Second, the best classifiers are obtained for features relying on a time period of acquisition of nearly three minutes and on an experimental session consisting on injection of cold physiological solution. This time slot could be reduced to one minute at the price of decreasing performances. However, spraying with saline is a common practice during neurosurgery, thus constituting a mild limitation.

Conclusions

The present work describes a novel method for the tumor segmentation of the exposed cortex during neurosurgery. Comparing different typologies of supervised machine learning methods based on time domain or frequency domain features, it has been possible to define the best category of classifiers relying on a non-invasive and contactless technique, the thermal infrared imaging. Model based on frequency domain features has revealed to be the best solution in terms of classification performance (Average Accuracy = 90.45%; Average Sensitivity = 84.64%; Average Specificity = 93,74%) with respect to the time domain features based model (Average Accuracy = 79.86%; Average Sensitivity = 63.49%; Average Specificity = 97.45%). An innovative tool is in this way now available for neurosurgeons, paving the way to new approaches for intra-operative assessment of tumor areas. Future perspective are in the direction of increasing the sample size, enrolling a more relevant number of patients, thus allowing to implement solutions based on deep learning methods, such as artificial neural networks. Relying on these models will allow and automatic and more accurate identification of the boundaries of the tumor lesion.

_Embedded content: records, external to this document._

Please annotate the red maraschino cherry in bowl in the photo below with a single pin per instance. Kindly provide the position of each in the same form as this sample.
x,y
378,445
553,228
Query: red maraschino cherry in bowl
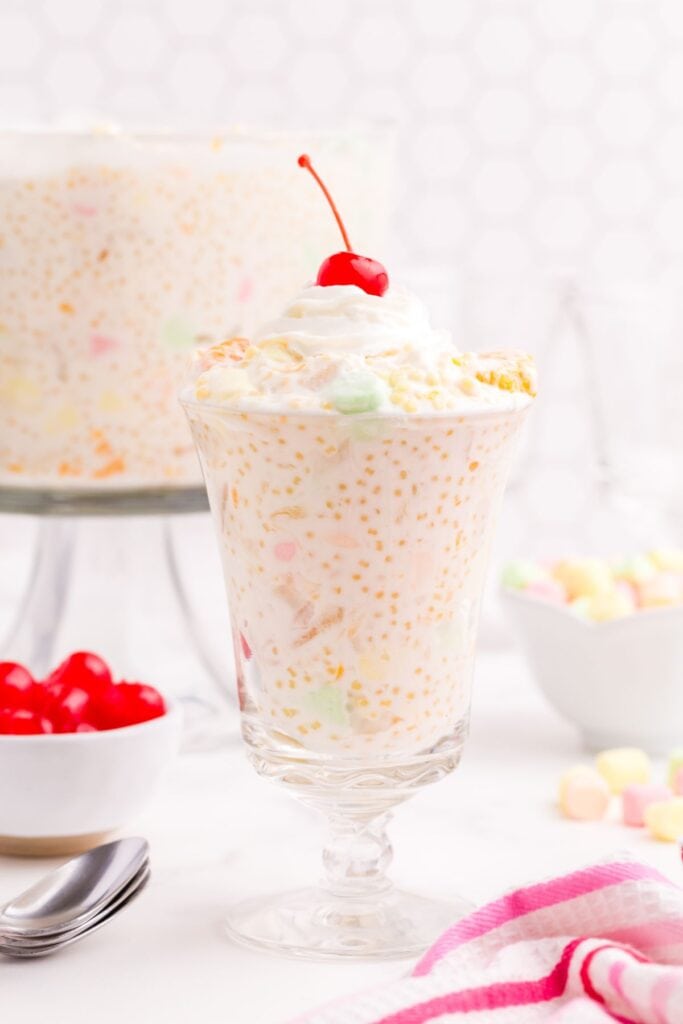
x,y
80,754
346,267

In conclusion, the most important contributions of the present work are highlighted below:

  • A completely non-invasive, contactless, and portable technology (i.e., thermal IR imaging) has been employed to detect the tumor boundaries in an intraoperative context.

  • Machine learning approaches has been developed on both time and frequency domain features, extracted from IR imaging.

  • The method based on frequency features revealed to be the best machine learning solution in terms of performance.

  • The model developed is an innovative solution relying on thermal IR imaging, allowing to identify with high accuracy the boundary of the tumor, at a pixel level.